In buona sostanza l'Udc si appella "alla legge che garantisce a tutti i cittadini il diritto alla trasparenza dell’attività delle Istituzioni pubbliche, quindi anche di quelle comunali" e si aspetta che l'autorità cittadina permetta di consultare i documenti a breve e ne fornisca pure una copia.
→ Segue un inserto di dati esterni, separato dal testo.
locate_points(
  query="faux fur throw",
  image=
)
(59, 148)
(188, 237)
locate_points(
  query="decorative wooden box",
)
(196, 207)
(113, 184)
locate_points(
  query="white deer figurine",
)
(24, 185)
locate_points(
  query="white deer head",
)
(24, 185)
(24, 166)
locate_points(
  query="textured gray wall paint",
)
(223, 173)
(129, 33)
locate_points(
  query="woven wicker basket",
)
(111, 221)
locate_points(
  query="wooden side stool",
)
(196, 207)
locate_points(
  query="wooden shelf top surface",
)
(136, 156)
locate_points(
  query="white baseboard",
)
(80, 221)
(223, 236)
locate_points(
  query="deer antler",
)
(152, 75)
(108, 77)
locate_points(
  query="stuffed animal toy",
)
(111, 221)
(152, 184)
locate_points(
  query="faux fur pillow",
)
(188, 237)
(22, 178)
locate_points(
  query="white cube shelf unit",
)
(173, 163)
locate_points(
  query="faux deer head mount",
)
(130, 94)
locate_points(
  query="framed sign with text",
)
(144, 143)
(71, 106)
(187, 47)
Atti che l’Udc di Mendrisio, si annuncia in una nota, "si impegna a mettere a disposizione della popolazione di Mendrisio e della stampa in una seduta pubblica nelle settimane che precedono le elezioni comunali".

La forza politica non si spiega, insomma, "il motivo per il quale il Municipio ritardi nel rendere noti e pubblici i risultati di questi approfondimenti", proprio "in considerazione dell’incisività e della gravità della misura adottata nel gennaio 2023". La popolazione, si ribadisce, deve poterne prendere conoscenza in vista delle elezioni di aprile, "per fugare da un lato il dubbio che tale ritardo sia funzionale e indirizzato, con il sospetto irrisolto che ne deriva sull’operato di Massimo Cerutti, a influenzare l’elezione; dall’altro a nascondere l’infondatezza della grave misura adottata a suo tempo nei confronti di quest’ultimo".

A suo tempo tanto il Municipio, per voce del sindaco Samuele Cavadini (anche da queste colonne), tanto la Gestione nel suo rapporto sui preventivi delle Aim, avevano evidenziato l'esistenza di criticità, emerse appunto dal resoconto del Gruppo di lavoro. La Commissione aveva precisato che erano venute a galla “varie gravi mancanze a livello di comunicazione e conduzione, sia politica che organizzativa”. Circostanze che agli occhi dell’Esecutivo avevano giustificato il cambio di capodicastero delle Aziende.